Home > A Million Reasons Why(6)

A Million Reasons Why(6)
Author: Jessica Strawser

She’d decided: She couldn’t face this day without getting a look at Dad. One look at his normal, unsuspecting, did not get the email self—that would reassure her. At least until they heard back from customer service and could decide if there was cause to pursue this at all.

And if he had gotten that big red exclamation point message? Well, let him bring it up—or not. If he seemed off, she’d know there might be something to this. Which would leave her … well, exactly where she stood.

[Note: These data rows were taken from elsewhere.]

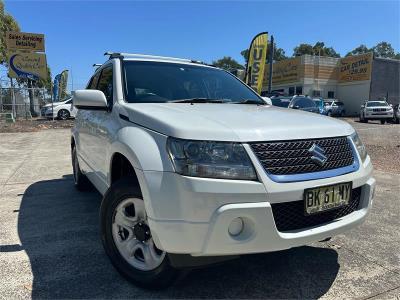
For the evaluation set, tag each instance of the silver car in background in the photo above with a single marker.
(376, 110)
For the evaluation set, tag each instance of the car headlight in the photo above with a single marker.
(210, 159)
(359, 146)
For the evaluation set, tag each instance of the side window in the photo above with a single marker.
(106, 84)
(93, 81)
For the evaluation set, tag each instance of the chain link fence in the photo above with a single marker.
(22, 102)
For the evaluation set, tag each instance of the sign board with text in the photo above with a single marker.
(285, 71)
(24, 41)
(355, 68)
(27, 65)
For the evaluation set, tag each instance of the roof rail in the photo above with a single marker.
(117, 54)
(138, 55)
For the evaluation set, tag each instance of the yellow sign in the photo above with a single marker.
(24, 41)
(285, 71)
(355, 68)
(256, 64)
(27, 65)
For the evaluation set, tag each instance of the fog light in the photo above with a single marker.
(236, 227)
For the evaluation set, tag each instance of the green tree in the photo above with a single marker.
(318, 49)
(303, 49)
(227, 63)
(279, 53)
(359, 50)
(7, 23)
(384, 49)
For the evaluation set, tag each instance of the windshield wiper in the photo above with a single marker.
(250, 101)
(199, 100)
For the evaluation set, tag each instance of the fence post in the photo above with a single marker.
(14, 113)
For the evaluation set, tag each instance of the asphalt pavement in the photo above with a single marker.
(50, 243)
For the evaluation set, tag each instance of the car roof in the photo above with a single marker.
(156, 58)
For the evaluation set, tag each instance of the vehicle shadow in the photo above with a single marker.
(59, 231)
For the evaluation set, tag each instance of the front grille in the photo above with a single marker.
(293, 157)
(290, 215)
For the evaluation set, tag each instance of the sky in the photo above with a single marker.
(77, 33)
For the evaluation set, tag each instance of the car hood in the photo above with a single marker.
(233, 122)
(54, 104)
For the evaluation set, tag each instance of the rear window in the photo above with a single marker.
(376, 103)
(303, 102)
(281, 102)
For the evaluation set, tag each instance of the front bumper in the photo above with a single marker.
(378, 116)
(192, 215)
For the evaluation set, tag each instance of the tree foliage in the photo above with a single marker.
(359, 50)
(279, 53)
(7, 23)
(227, 63)
(382, 49)
(318, 49)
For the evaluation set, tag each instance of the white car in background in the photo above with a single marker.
(376, 110)
(61, 110)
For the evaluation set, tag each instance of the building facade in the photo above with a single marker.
(352, 79)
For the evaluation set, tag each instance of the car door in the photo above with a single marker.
(85, 126)
(104, 126)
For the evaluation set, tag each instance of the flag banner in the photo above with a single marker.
(56, 89)
(256, 61)
(63, 84)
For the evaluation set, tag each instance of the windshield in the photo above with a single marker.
(149, 82)
(281, 102)
(376, 103)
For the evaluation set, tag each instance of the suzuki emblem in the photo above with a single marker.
(318, 155)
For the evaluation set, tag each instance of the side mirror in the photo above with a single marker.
(89, 99)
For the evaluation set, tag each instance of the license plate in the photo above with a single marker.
(325, 198)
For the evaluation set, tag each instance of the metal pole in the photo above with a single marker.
(14, 113)
(271, 60)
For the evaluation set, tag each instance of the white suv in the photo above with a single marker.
(196, 168)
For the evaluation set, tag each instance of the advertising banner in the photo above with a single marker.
(256, 62)
(355, 68)
(285, 71)
(27, 65)
(25, 41)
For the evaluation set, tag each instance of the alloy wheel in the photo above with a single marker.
(132, 236)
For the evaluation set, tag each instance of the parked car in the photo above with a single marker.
(396, 114)
(319, 102)
(376, 110)
(281, 101)
(334, 107)
(303, 103)
(195, 168)
(62, 110)
(267, 100)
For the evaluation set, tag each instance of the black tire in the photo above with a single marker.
(63, 114)
(159, 278)
(80, 180)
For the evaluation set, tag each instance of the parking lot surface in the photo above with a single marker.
(50, 243)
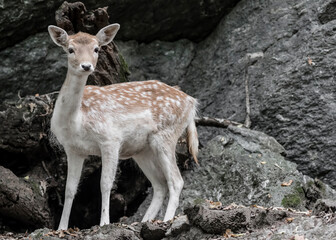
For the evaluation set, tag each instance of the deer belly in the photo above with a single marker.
(133, 144)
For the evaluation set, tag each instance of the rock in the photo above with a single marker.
(218, 221)
(152, 231)
(34, 66)
(160, 19)
(290, 82)
(324, 206)
(246, 167)
(289, 85)
(179, 225)
(146, 21)
(164, 61)
(19, 19)
(37, 66)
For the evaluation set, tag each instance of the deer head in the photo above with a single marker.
(82, 48)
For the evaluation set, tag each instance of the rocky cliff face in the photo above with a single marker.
(286, 50)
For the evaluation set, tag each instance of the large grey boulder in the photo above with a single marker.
(36, 65)
(291, 76)
(286, 50)
(143, 20)
(246, 167)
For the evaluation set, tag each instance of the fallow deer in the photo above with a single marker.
(142, 120)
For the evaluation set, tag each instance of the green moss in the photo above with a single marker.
(291, 201)
(199, 201)
(295, 199)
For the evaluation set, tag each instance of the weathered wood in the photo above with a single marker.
(216, 122)
(73, 18)
(25, 136)
(24, 199)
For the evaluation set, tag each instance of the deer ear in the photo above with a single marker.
(106, 34)
(58, 35)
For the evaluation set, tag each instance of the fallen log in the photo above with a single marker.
(24, 200)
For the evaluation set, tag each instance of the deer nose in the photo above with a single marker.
(86, 66)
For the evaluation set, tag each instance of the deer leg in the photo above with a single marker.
(109, 169)
(165, 151)
(75, 165)
(175, 184)
(147, 162)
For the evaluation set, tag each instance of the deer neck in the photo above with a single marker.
(70, 97)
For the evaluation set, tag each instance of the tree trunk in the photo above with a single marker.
(32, 167)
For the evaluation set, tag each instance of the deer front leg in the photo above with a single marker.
(75, 165)
(109, 169)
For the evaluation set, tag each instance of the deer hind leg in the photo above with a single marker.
(75, 165)
(147, 161)
(165, 151)
(109, 168)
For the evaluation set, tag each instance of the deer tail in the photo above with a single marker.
(192, 140)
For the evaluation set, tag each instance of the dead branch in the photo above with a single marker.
(23, 200)
(216, 122)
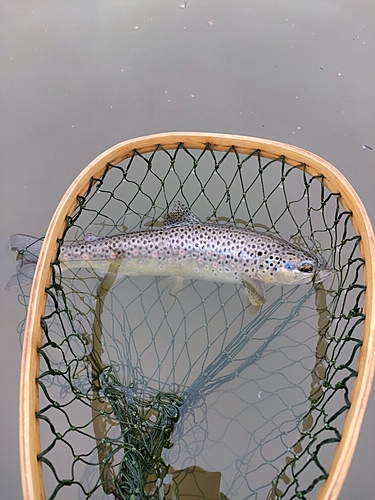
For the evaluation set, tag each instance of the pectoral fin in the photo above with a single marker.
(255, 291)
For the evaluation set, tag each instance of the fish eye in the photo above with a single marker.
(306, 267)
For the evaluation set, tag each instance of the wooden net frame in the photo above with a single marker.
(31, 468)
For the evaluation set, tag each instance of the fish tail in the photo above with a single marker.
(28, 249)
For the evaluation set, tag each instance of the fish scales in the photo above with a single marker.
(185, 247)
(190, 251)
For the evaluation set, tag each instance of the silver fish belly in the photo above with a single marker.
(186, 248)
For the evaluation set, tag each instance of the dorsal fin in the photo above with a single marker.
(180, 215)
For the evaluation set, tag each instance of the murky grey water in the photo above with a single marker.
(78, 78)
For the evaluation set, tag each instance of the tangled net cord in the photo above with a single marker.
(142, 399)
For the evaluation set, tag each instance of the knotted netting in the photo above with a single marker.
(149, 394)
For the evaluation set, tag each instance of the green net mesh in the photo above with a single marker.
(141, 399)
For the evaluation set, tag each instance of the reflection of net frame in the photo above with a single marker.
(31, 470)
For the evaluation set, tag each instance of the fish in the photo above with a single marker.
(186, 248)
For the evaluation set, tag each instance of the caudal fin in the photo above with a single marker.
(28, 249)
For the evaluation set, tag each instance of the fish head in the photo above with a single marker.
(292, 265)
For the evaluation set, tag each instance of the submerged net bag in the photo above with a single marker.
(130, 390)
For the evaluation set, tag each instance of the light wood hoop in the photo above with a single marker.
(31, 468)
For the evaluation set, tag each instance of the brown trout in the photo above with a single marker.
(186, 248)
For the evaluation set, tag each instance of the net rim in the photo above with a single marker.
(31, 468)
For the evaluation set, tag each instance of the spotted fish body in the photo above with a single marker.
(187, 248)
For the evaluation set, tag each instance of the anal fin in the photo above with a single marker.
(255, 291)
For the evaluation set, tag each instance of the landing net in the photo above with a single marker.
(144, 397)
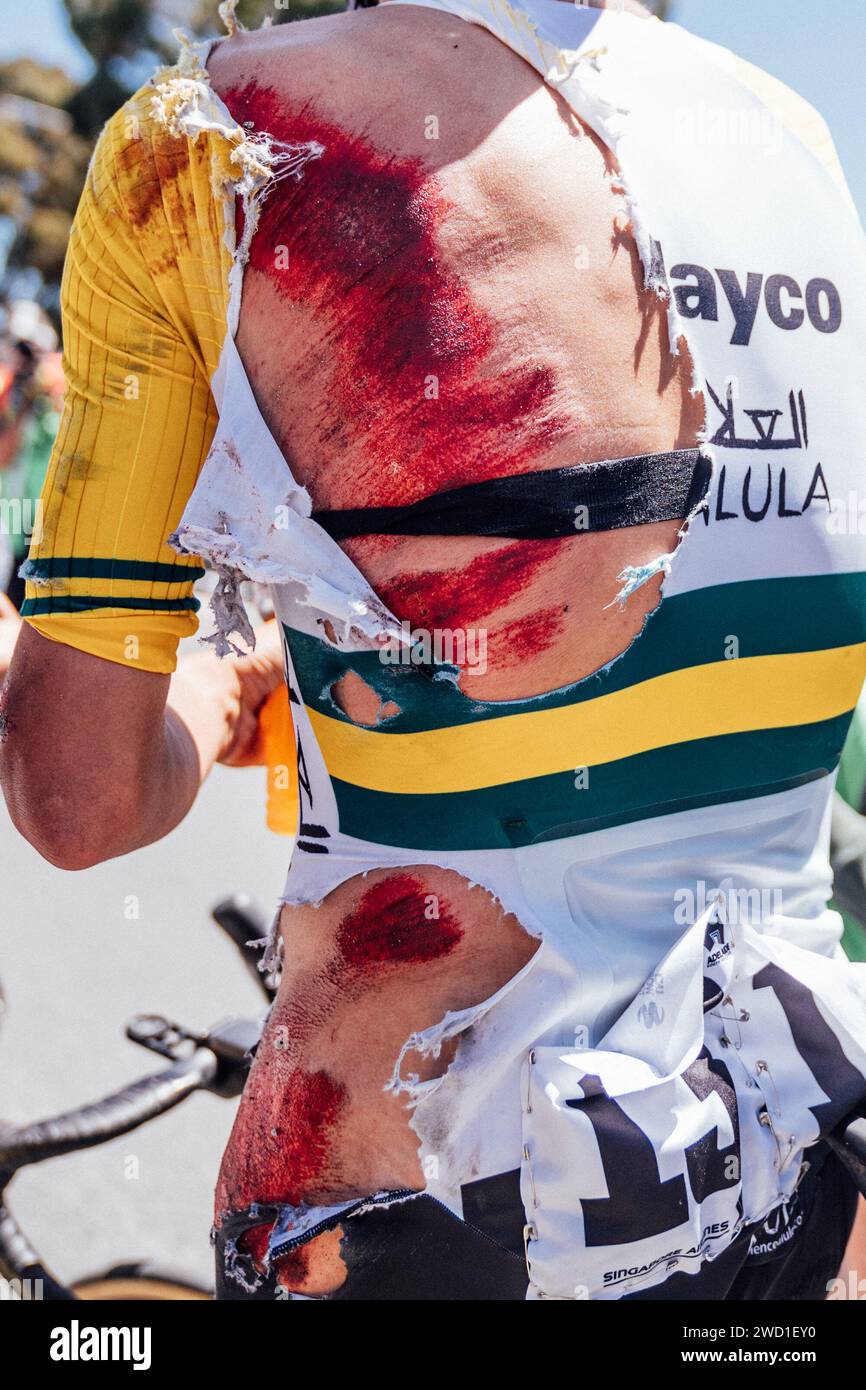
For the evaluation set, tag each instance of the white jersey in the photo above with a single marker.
(687, 1030)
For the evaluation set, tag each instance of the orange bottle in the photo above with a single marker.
(278, 754)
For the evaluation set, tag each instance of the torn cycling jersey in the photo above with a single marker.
(652, 1080)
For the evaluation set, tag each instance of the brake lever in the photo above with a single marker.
(232, 1041)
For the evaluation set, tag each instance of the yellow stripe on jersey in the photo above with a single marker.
(698, 702)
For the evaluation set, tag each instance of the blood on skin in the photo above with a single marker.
(406, 345)
(462, 597)
(285, 1162)
(392, 926)
(526, 635)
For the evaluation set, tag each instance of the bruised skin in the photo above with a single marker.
(355, 243)
(413, 321)
(416, 316)
(381, 958)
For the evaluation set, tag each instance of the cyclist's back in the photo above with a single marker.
(456, 284)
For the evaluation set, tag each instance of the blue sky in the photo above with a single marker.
(816, 46)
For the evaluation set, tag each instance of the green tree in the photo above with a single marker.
(49, 124)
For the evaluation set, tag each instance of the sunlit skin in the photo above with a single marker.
(417, 314)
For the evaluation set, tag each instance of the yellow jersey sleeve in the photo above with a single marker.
(143, 319)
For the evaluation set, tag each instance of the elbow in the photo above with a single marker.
(71, 831)
(67, 841)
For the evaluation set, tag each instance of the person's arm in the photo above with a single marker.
(117, 761)
(96, 756)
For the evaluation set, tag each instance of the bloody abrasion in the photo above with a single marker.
(464, 595)
(402, 371)
(398, 922)
(285, 1161)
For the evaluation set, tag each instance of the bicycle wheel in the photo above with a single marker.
(135, 1285)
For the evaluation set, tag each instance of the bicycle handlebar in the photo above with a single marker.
(104, 1119)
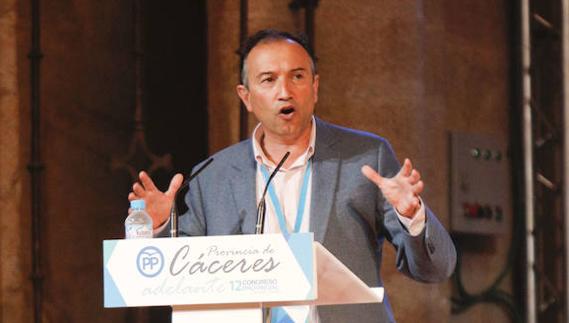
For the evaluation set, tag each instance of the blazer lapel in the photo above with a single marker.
(243, 179)
(326, 165)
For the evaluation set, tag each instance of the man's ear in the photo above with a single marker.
(243, 93)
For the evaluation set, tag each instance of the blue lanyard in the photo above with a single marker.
(301, 201)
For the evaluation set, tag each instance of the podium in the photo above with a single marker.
(227, 278)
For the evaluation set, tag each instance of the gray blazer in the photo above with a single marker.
(349, 215)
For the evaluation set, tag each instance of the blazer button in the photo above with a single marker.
(431, 247)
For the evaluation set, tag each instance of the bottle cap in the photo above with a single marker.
(137, 205)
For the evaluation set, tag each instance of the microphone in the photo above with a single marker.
(174, 210)
(261, 207)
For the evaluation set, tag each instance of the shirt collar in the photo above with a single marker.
(301, 161)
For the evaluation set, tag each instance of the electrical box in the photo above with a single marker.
(479, 185)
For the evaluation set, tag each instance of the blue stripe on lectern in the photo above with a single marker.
(301, 246)
(113, 297)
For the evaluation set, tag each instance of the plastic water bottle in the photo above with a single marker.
(138, 224)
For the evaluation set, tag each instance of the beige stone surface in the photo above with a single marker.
(223, 73)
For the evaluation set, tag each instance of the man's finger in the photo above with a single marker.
(138, 190)
(406, 168)
(418, 188)
(414, 177)
(175, 184)
(372, 175)
(147, 181)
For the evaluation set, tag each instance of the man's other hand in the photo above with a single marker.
(158, 203)
(402, 190)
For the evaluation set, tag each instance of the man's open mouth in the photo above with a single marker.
(287, 110)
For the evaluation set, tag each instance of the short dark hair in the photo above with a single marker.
(268, 35)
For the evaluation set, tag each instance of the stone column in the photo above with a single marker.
(14, 245)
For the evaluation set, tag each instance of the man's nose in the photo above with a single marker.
(285, 90)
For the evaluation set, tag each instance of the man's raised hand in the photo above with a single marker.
(402, 190)
(158, 203)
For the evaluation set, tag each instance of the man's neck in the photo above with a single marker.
(275, 148)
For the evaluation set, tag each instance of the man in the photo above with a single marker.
(328, 185)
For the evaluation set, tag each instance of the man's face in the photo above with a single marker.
(282, 89)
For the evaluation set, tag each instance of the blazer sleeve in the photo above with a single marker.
(427, 257)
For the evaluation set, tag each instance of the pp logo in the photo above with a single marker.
(150, 261)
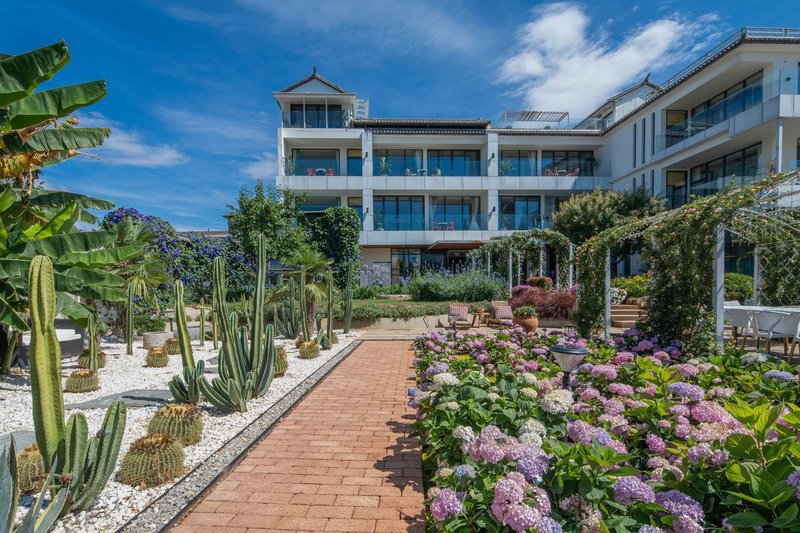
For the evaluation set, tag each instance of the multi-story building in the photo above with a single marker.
(429, 189)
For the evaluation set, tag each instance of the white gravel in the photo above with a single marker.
(119, 502)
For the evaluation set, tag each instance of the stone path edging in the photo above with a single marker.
(173, 505)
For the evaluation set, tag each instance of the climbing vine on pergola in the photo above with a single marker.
(680, 246)
(525, 247)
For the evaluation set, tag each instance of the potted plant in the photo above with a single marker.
(525, 316)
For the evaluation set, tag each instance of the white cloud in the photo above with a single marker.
(128, 148)
(265, 166)
(562, 63)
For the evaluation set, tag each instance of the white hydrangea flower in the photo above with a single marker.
(557, 402)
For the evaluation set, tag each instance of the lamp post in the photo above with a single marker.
(568, 358)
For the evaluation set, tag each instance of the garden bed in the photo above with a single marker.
(119, 502)
(651, 439)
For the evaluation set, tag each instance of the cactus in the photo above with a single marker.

Dad had retired early and reluctantly last year, after worsening high blood pressure flags provoked Mom’s threats to damn well give him a heart attack if he didn’t slow down. Their siblings had collectively died young, one cautionary tale after the next, and though Caroline’s parents were just creeping up on sixty, they’d spent conservatively and invested well. Why wait and risk never getting to enjoy retirement, especially with three grandbabies nearby? Now, Dad started every day with the lazy luxury formerly reserved for Sundays: reading the newspaper front to back while savoring three slow cups of coffee—though he’d crankily switched to decaf. He habitually rose as early as every other senior she knew, but that didn’t mean he liked it. Caroline never wondered where her aversion to her alarm clock came from.

Mom, who’d been a homemaker until Caroline left for college and then worked at a handbag outlet “just for fun”—fun being an obvious euphemism for “employee discount”—was the opposite, all get up and go, and collected comments that she didn’t look old enough to be a grandmother the way other people collected vinyl or coins. By now she’d be at one of her fitness classes, a rotation of yoga, water aerobics, and senior spinning. Dad poked fun at the latter title, bringing to mind the ridiculous image of oldsters getting dizzy on swivel desk chairs. But for all Caroline cared, Mom could be off turning cartwheels—as long as it meant she’d catch him alone.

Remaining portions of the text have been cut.